90minuten.at: Wir haben im Oktober schon gesprochen. Inwiefern haben Sie sich seitdem entwickelt, sind anders?
Rose: Man entwickelt sich immer und das ist auch mein Anspruch. Ich bin hier hoch gekommen und habe mir keine großartigen Gedanken darüber gemacht. Wir haben einfach losgelegt. Dann hatten wir irgendwann großes Vertrauen zueinander, haben gemerkt, dass die Dinge funktionieren. In diesem Flow haben wir uns alle weiter entwickelt. Und wir haben auch den Anspruch, dass wir das weiterhin tun.

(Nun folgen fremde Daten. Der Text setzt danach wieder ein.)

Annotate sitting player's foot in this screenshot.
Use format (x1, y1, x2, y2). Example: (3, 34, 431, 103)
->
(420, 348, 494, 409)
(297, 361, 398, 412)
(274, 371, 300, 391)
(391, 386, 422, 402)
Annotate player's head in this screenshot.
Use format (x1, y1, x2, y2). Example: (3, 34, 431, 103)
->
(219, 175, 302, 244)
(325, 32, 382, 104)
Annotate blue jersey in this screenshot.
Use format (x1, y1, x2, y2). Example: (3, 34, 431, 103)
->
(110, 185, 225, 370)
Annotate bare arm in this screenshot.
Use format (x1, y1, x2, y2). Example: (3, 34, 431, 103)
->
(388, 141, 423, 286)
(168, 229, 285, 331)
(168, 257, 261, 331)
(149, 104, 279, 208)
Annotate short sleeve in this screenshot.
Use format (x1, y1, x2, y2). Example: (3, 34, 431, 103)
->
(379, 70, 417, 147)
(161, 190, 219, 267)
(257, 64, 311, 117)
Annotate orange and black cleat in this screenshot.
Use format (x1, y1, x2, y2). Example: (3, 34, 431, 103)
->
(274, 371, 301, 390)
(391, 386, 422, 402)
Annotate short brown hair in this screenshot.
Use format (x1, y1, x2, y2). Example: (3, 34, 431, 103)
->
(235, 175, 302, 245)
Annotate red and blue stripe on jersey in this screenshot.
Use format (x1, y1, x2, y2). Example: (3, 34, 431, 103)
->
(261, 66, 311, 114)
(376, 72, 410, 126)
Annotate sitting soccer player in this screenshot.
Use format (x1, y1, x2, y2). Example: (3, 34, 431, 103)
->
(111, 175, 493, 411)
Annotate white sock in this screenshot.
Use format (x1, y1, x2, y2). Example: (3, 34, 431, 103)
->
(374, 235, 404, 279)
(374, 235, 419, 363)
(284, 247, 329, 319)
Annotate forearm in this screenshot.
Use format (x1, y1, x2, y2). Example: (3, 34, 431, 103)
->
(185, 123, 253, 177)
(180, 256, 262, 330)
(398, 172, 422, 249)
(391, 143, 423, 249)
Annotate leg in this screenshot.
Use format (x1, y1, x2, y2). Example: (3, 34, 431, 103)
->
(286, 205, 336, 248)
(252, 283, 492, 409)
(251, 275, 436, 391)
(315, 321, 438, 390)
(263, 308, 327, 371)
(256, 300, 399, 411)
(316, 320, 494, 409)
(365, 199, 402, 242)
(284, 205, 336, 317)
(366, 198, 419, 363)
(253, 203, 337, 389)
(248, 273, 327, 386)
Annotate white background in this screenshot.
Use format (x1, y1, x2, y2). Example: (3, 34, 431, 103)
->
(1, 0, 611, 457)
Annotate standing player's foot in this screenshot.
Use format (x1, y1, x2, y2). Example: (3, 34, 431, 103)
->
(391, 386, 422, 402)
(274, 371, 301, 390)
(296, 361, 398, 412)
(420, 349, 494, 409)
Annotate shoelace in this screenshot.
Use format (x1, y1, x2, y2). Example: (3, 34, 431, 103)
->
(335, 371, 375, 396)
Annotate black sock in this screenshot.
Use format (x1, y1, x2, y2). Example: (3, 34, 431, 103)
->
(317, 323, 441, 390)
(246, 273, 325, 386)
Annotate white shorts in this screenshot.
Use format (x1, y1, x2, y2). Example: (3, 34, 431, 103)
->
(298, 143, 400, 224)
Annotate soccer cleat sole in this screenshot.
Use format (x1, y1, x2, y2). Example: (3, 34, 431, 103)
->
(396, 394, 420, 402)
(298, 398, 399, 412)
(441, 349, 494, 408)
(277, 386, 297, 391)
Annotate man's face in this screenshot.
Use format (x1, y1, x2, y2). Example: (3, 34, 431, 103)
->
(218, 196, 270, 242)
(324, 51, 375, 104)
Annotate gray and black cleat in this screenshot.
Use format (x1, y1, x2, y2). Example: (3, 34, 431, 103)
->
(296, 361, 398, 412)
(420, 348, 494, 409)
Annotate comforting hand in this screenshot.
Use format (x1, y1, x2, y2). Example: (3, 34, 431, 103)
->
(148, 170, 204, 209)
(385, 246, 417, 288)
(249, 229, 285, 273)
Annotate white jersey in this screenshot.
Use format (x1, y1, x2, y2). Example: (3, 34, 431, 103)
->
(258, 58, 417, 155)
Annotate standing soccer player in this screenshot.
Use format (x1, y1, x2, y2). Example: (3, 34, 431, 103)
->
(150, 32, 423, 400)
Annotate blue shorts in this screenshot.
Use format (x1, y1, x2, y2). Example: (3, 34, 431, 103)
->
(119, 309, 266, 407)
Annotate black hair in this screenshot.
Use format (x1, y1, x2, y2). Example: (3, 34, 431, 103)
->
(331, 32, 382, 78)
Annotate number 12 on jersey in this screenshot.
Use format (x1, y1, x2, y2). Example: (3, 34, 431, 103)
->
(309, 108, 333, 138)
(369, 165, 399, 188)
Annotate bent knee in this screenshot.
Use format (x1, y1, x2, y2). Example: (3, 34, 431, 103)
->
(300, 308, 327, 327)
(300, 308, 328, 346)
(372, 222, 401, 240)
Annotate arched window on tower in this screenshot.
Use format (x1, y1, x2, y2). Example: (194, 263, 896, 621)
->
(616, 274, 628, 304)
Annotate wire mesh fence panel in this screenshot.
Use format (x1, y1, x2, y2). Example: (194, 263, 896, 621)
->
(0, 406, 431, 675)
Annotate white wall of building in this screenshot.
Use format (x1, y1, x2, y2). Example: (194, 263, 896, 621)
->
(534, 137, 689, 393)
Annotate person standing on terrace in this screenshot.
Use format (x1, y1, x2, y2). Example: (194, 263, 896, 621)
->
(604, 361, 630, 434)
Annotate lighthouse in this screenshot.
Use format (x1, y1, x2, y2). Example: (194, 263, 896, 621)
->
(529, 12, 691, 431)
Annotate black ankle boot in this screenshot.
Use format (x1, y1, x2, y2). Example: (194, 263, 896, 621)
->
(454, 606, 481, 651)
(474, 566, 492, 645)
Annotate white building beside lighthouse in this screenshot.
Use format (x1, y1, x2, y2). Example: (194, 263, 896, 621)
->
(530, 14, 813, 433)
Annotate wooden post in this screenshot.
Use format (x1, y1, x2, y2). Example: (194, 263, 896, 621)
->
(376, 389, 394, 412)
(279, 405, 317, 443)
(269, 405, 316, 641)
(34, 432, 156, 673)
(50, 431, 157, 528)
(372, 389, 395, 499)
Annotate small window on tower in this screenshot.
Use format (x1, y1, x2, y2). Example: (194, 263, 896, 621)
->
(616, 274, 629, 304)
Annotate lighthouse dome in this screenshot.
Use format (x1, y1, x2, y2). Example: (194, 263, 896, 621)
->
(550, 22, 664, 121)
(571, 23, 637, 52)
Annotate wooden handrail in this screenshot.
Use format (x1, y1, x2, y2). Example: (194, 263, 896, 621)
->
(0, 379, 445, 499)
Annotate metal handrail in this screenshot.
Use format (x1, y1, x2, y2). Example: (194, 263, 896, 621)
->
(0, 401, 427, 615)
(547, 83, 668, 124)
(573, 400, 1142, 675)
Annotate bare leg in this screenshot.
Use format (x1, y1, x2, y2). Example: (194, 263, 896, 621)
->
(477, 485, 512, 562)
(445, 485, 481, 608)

Aus meiner Sicht sind wir eigentlich ein sympathischer Haufen. Aber ich kann auch niemanden bekehren, der uns grundsätzlich Scheiße findet.
90minuten.at: Es gibt Stimmen, die nach dem fünften Titel in Folge meinen, dass es fad ist. Was sagen Sie denen?
Rose: Es ist jedem selber überlassen, ob er uns toll findet oder nicht. Aus meiner Sicht sind wir eigentlich ein sympathischer Haufen. Aber ich kann auch niemanden bekehren, der uns grundsätzlich Scheiße findet. Für die meisten, die für Graz, Wien oder Linz sind, ist es nicht schön, wenn Red Bull Salzburg laufend Meister wird. Das ist grundsätzlich ja auch kein Problem. Was ich schon wichtig finde, ist, zu respektieren, dass wir uns diese Titel allesamt unglaublich hart erarbeitet haben. Wir haben heuer, glaube ich, sechs Spiele in der 95. Minute gewonnen (lt. tm.at hätte Salzburg 9 Punkte weniger, Stand 35 Runden, Anm.). Wir hatten viele enge Partien, die wir gewonnen haben,vor allem gegen Rapid – Unentschieden in der 93., 3:2, 1:0. Das kann also auch alles kippen. Aber die Konstanz und die Leistungsbereitschaft haben die Mannschaft wieder ausgezeichnet. Aber man trifft sich hier am 25. Juni wieder uns es geht wieder bei Null los. Und du musst dich wie Leiti, Ulmer, Walke auch nach so vielen Titeln wieder motivieren, da raus zu gehen und alles zu geben. Da ziehe ich den Hut vor den Jungs. Das sind für mich Champions.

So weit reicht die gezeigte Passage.